My assumption was that the basic  
/Maildir/
        cur
        new
        history
directories would be augmented by instructions from 
the connecting mail-reader, to create the useful 
category directories and move received mail into 
them.  But other than Exchange at the office, I've 
never had an IMAP setup to play with and see what 
a working one looks like, needs, will tolerate... 

> (Note that this is also what Windows mail clients do; 
> they connect directly to their ISP's mail server, 
> send all the info, and let the server handle it.)

> If not, it will go through the recipient list.  
> Every recipient's domain is looked up, using a 
> DNS query for "MX" (Mail eXchange) records.  These 
> denote mail servers set up to handle mail for that
> domain.  It connects to each of these (port 25) 
> and sends the envelope sender, the list of recipients 
> that "reside" on that server, and the headers and body.

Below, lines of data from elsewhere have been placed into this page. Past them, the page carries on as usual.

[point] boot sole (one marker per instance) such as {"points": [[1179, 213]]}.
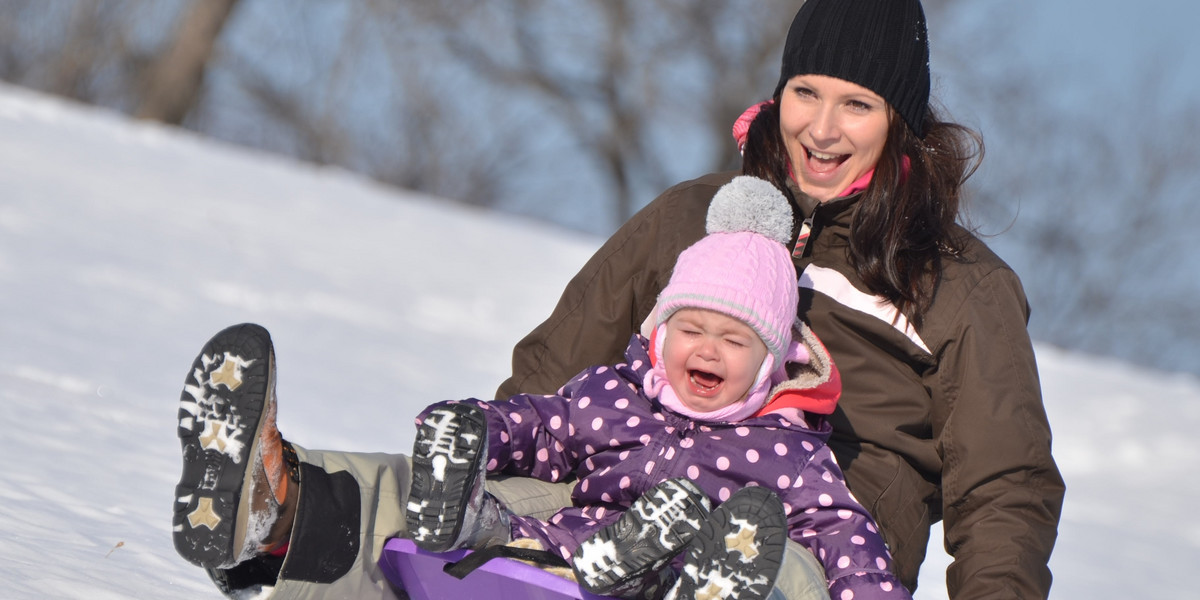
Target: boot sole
{"points": [[447, 457], [226, 394], [655, 528], [738, 551]]}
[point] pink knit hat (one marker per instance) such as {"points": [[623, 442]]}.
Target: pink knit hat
{"points": [[742, 268]]}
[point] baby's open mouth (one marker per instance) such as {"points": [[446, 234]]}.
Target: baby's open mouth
{"points": [[703, 381]]}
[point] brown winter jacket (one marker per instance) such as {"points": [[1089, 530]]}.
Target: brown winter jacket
{"points": [[942, 423]]}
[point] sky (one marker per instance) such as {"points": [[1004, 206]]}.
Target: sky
{"points": [[124, 246]]}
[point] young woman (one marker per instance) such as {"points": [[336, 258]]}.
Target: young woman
{"points": [[941, 417]]}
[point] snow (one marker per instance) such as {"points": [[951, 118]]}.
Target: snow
{"points": [[124, 246]]}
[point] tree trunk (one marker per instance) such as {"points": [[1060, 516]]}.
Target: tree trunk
{"points": [[173, 81]]}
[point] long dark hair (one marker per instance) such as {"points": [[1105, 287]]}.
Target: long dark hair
{"points": [[904, 226]]}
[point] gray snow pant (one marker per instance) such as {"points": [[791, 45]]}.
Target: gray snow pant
{"points": [[351, 504]]}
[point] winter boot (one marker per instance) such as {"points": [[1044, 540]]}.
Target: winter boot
{"points": [[235, 496], [617, 559], [738, 551], [448, 507]]}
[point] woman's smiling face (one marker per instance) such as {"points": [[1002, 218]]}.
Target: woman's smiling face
{"points": [[834, 132], [711, 359]]}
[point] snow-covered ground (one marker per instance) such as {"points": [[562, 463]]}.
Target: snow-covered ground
{"points": [[124, 246]]}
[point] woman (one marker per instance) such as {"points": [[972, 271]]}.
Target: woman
{"points": [[941, 415]]}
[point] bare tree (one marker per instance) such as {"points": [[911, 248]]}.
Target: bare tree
{"points": [[173, 81], [633, 82]]}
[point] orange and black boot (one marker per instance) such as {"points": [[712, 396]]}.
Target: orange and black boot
{"points": [[232, 502]]}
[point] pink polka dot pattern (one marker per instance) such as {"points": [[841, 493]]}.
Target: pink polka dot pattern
{"points": [[604, 431]]}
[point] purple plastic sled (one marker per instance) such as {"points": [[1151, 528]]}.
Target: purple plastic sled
{"points": [[420, 574]]}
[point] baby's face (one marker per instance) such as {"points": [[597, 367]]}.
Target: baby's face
{"points": [[711, 359]]}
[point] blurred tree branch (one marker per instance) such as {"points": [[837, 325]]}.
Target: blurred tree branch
{"points": [[173, 81]]}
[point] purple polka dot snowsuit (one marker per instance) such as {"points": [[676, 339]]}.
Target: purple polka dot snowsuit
{"points": [[603, 430]]}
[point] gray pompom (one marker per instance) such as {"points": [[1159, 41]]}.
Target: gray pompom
{"points": [[750, 204]]}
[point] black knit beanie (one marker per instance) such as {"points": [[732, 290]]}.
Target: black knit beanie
{"points": [[880, 45]]}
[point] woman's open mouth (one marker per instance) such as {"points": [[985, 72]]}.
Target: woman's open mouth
{"points": [[823, 162]]}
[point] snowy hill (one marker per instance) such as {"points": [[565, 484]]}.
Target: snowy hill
{"points": [[124, 246]]}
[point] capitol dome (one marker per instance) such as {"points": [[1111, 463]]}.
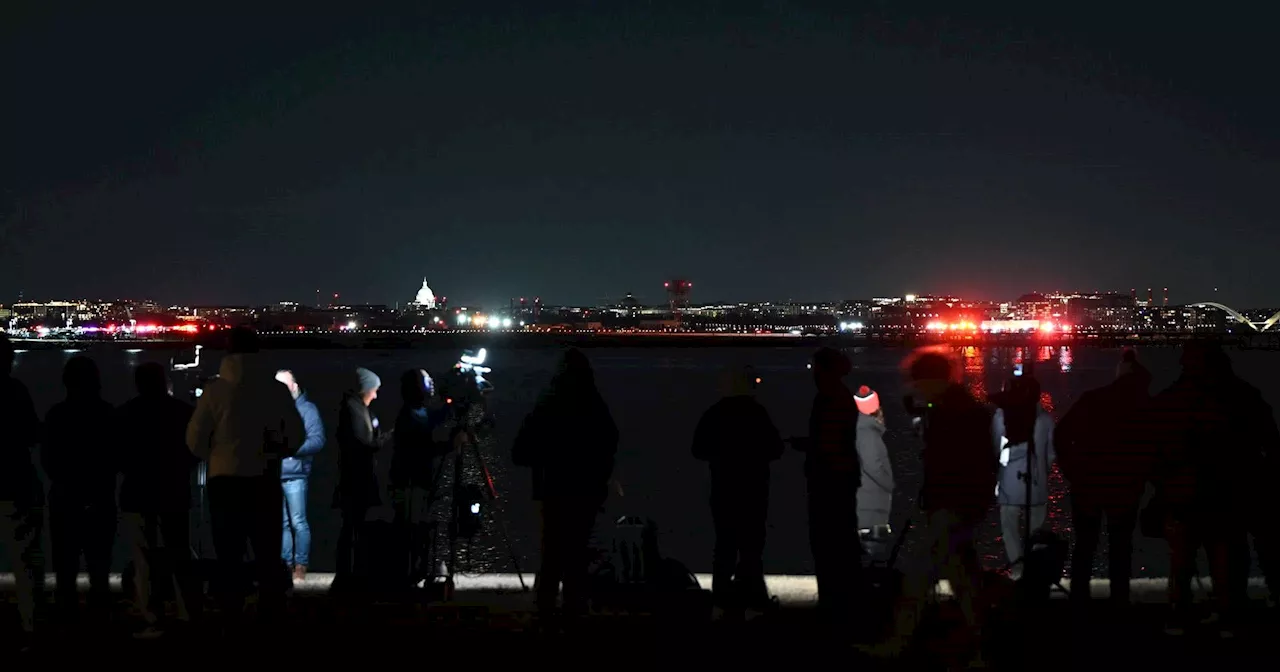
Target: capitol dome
{"points": [[425, 297]]}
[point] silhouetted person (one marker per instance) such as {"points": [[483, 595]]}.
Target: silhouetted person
{"points": [[1197, 475], [959, 484], [1255, 442], [295, 474], [1022, 428], [1105, 448], [80, 461], [22, 497], [360, 438], [568, 440], [155, 494], [833, 475], [420, 438], [737, 438], [245, 424], [876, 492]]}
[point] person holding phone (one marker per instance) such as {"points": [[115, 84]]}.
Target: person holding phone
{"points": [[243, 425]]}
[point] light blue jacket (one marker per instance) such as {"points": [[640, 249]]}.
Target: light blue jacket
{"points": [[1011, 490]]}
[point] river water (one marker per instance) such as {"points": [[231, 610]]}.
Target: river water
{"points": [[657, 397]]}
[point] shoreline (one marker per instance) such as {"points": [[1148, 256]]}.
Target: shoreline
{"points": [[392, 339]]}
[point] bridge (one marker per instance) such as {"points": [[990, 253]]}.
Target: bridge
{"points": [[1257, 327]]}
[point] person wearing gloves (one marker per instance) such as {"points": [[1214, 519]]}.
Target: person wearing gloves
{"points": [[876, 493], [243, 425], [1018, 419], [360, 438], [295, 474]]}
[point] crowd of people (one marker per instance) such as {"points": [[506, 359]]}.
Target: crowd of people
{"points": [[1206, 444]]}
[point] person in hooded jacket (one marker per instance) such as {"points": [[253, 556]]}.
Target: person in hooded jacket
{"points": [[1106, 452], [568, 440], [82, 492], [737, 438], [1022, 416], [876, 492], [420, 438], [22, 497], [1256, 438], [155, 493], [833, 476], [243, 426], [360, 440], [295, 476]]}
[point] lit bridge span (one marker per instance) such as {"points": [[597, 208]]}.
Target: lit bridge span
{"points": [[1257, 327]]}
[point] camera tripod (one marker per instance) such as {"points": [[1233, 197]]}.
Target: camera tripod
{"points": [[1028, 479], [465, 516]]}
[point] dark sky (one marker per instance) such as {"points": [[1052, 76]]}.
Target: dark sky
{"points": [[581, 150]]}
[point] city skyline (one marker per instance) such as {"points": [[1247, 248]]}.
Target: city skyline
{"points": [[782, 150], [1152, 296]]}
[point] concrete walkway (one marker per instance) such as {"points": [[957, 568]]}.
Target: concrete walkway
{"points": [[791, 590]]}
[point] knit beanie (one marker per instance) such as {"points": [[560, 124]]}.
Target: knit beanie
{"points": [[867, 401], [832, 361], [368, 379]]}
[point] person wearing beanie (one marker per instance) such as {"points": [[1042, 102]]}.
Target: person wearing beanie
{"points": [[243, 426], [360, 439], [568, 443], [876, 492], [1023, 440], [1106, 452], [22, 496], [737, 439], [833, 475]]}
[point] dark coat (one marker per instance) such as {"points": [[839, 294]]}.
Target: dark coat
{"points": [[568, 440], [359, 444], [19, 432], [1106, 443], [152, 455], [737, 438], [76, 452], [417, 446], [960, 470]]}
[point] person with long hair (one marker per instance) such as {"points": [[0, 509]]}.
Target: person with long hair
{"points": [[568, 442], [82, 492]]}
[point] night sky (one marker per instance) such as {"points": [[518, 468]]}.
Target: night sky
{"points": [[581, 150]]}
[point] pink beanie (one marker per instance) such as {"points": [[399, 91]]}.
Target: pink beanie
{"points": [[867, 401]]}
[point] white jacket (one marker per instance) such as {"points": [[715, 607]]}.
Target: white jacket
{"points": [[245, 421], [1011, 489]]}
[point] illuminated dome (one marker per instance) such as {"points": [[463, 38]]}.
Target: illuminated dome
{"points": [[425, 297]]}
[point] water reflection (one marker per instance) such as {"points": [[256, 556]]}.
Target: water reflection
{"points": [[976, 371]]}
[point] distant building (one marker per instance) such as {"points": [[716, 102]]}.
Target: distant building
{"points": [[425, 298]]}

If one does not even have an in-house DNS server 
(little four-computer household LAN served by a 
LinkSys router and ADSL modem), is any of that 
last paragraph applicable?  This is the kind of 
stuff that I constantly _almost_ get when reading 
/d/o/z/e/n/s/ hundreds of pages of man/info/howto/
list-mail on-or-near the topic.

Also, assuming that one intends to let the local 
ISP do everything outgoing, what (in say Postfix 
configuration) tells it to handle outgoing mail 
that way, rather than using the MX records to find 
a selection of remote servers directly?   To put 
that question in more practical terms (or to highlight 
that I've misunderstood the concept...), what setting 
might a know-nuthin' have innocently answered/changed, 
not knowing that this causes Postfix to ignore the 
smarthost option.  Or yet another way... if the 
complete configuration necessary to use DNS, 
MX records and selected remote servers is not 
in place, does Postfix default to looking at 
the ISP as a prospective smarthost? Is it likely 
that the know-nuthin' has put Postfix in a condition 
where it isn't taking either option?

Somebody in the other list mentioned that they 
like to get a basic working prototype (proof 
of concept?) going before reading RFCs and such 
documents, as it helps them get their heads 
around terminology and concepts.  Hah! I'd love 
to have a basic working flow of mail.
(I did, for years, when I just let KMail handle 
everything from one Linux box, but now that I 
want to have the mail brought locally and 
served on my tiny network, it's all gone to hell.)
Part of the problem is that I've read so much 
stuff before getting even the most basic 
setup working. Man pages and Info and Howtos 
going back to the mid-1990s; each one talking 
about one or two pieces and assuming that I 
knew about the other pieces and already had 
them working so the parts I was reading about 
should "just work". 

My latest blunder when mail seemed to be disappearing 
due to my haphazard attacks, resulted in turning 
off recognition that incoming messages were dupes 
of messages already on my local hard disk - because 
I'd already told fetchmail to --keep (on the ISP) 
until I have things working locally, this resulted 
in a complete new download every ten minutes and 
1.5 million files in my /Maildir, 98% of them 
duplicates, and no good way to tell them apart because 
they all have unique generated filenames. 
Naturally, an attempt to move most of this to 
another partition took four days of continuous 
disk activity.  Whoops! Maybe shoulda paid more 
attention to that "Beagle" thing that was introduced 
with SUSE 10.1 and seems to be trying to index 
everything over and over and ...

Probably I should write off the entire last month's 
mail as something I'll never be able to recover 
(KMail will choke if I ask it to open a directory
containing 1.5 million mails...), re-format my 
various partitions and re-install the distro to 
ensure that I have fresh, unadulterated versions 
of all programs and (more important) their config files.